Все, вроде бы, прошло нормально, за исключением короткого видео-сбоя в самом начале, когда под бодрые звуки нашего Головокружения всему миру демонстрировали упитанных чешских девушек в косынках и в платьях в горошек, собиравших черешню в саду. У дяди Вани, наверное… Но камеры быстро переключили на нашу сцену. Видя сейчас это выступление, понятно, что волновались мы здорово и выражалось это, в основном, в физическом tour de force Гуткина с его экстремальными героическими “па” на узкой сцене, сопровождавшимися свирепым выражением лица с вращающимися глазами, что удивительно смотрелось на фоне абсолютно невозмутимого “шланга” Макара…

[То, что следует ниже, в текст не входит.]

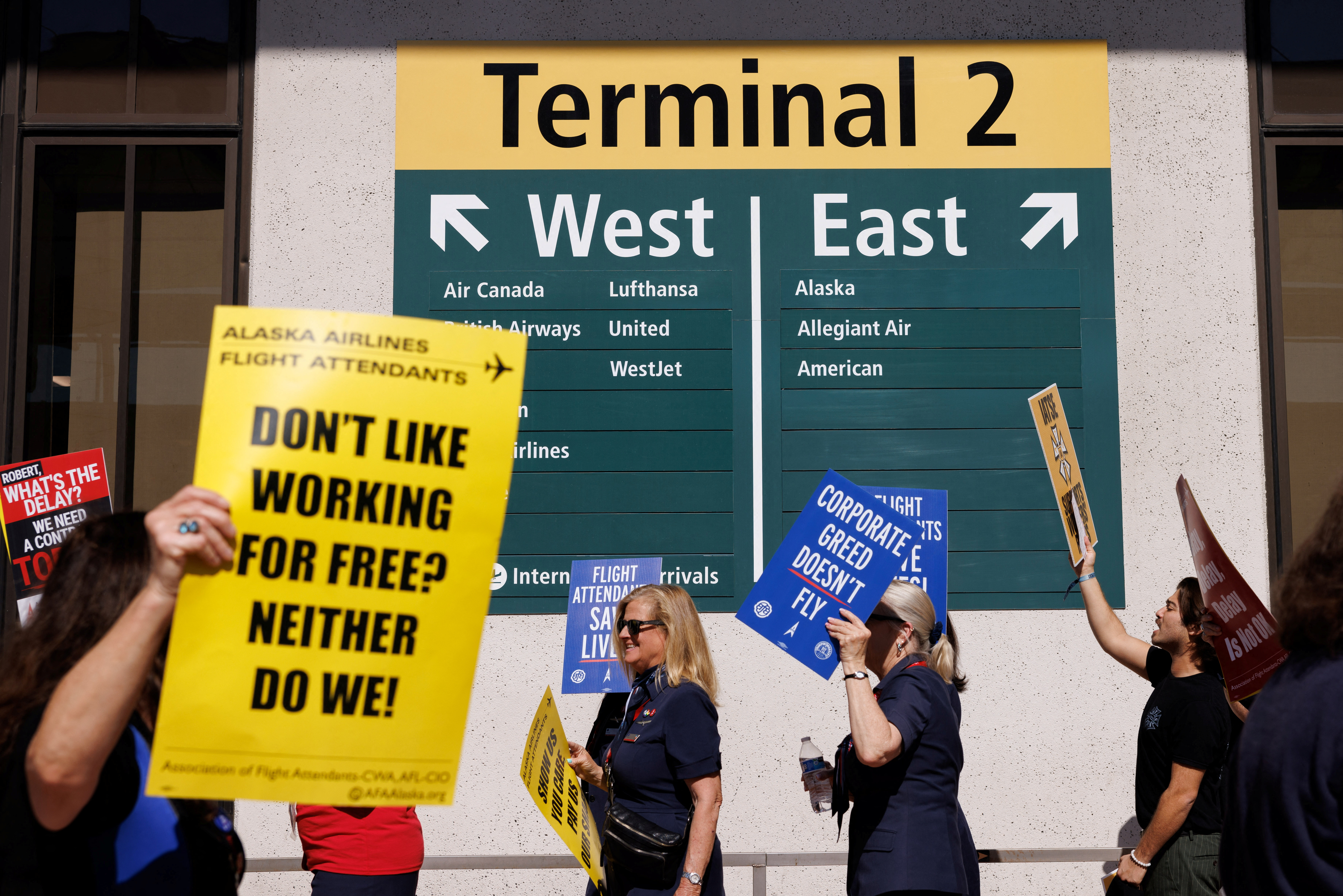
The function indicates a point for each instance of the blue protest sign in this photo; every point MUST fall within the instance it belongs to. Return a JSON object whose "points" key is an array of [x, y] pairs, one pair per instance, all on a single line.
{"points": [[927, 563], [591, 649], [843, 551]]}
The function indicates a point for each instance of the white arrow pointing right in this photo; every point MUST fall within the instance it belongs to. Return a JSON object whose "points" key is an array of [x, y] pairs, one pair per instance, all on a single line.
{"points": [[1063, 207], [445, 209]]}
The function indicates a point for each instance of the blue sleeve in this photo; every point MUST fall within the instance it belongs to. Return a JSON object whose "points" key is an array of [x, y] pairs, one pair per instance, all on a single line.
{"points": [[908, 706], [692, 734]]}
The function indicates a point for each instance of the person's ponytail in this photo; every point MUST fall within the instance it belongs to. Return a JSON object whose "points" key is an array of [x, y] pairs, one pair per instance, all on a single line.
{"points": [[945, 659], [912, 605]]}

Несколько лет назад, прочитав автобиографию Эрика Клэптона, я обратил внимание на его воспоминания о том концерте. Эти 2 страницы (в вольном переводе) стоят того, чтобы поместить их здесь, так как потрясающе хладнокровно, даже чуть отстраненно приоткрывают мир переживаний огромного музыканта перед выходом на ту же сцену, на которой, хоть и виртуально, Автограф присутствовал на несколько часов раньше.

Эрик Клэптон, Автобиография. Издательство Broadway Books, США 2007

“Большую часть 1985-го года я гастролировал в поддержку альбома Behind the Sun. В начале лета позвонил Пит Таунсенд и спросил, не откажусь ли я сыграть в благотворительном концерте, организуемом Бобом Гелдофом для сбора средств в пользу жертв голода в Эфиопии. Событие называлось Live Aid и должно было состоять из двух концертов, происходящих 13 июля одновременно в Лондоне и Филадельфии, и транслируемых “вживую” по ТВ на весь мир. В тот момент мы были в разгаре нашего тура по Северной Америке с двумя проданными концертами - в Лас Вегасе накануне и Денвере на следующий день, так что пришлось всерьез выкручиваться, чтобы найти выход. Я приказал промоутеру отменить шоу в Вегасе и перезвонил Питу, подтвердив наше участие. Слава Богу, мы были в хорошей форме и группа играла прекрасно, потому что, если бы мы только начинали тур, я бы не был так уверен, что соглашусь.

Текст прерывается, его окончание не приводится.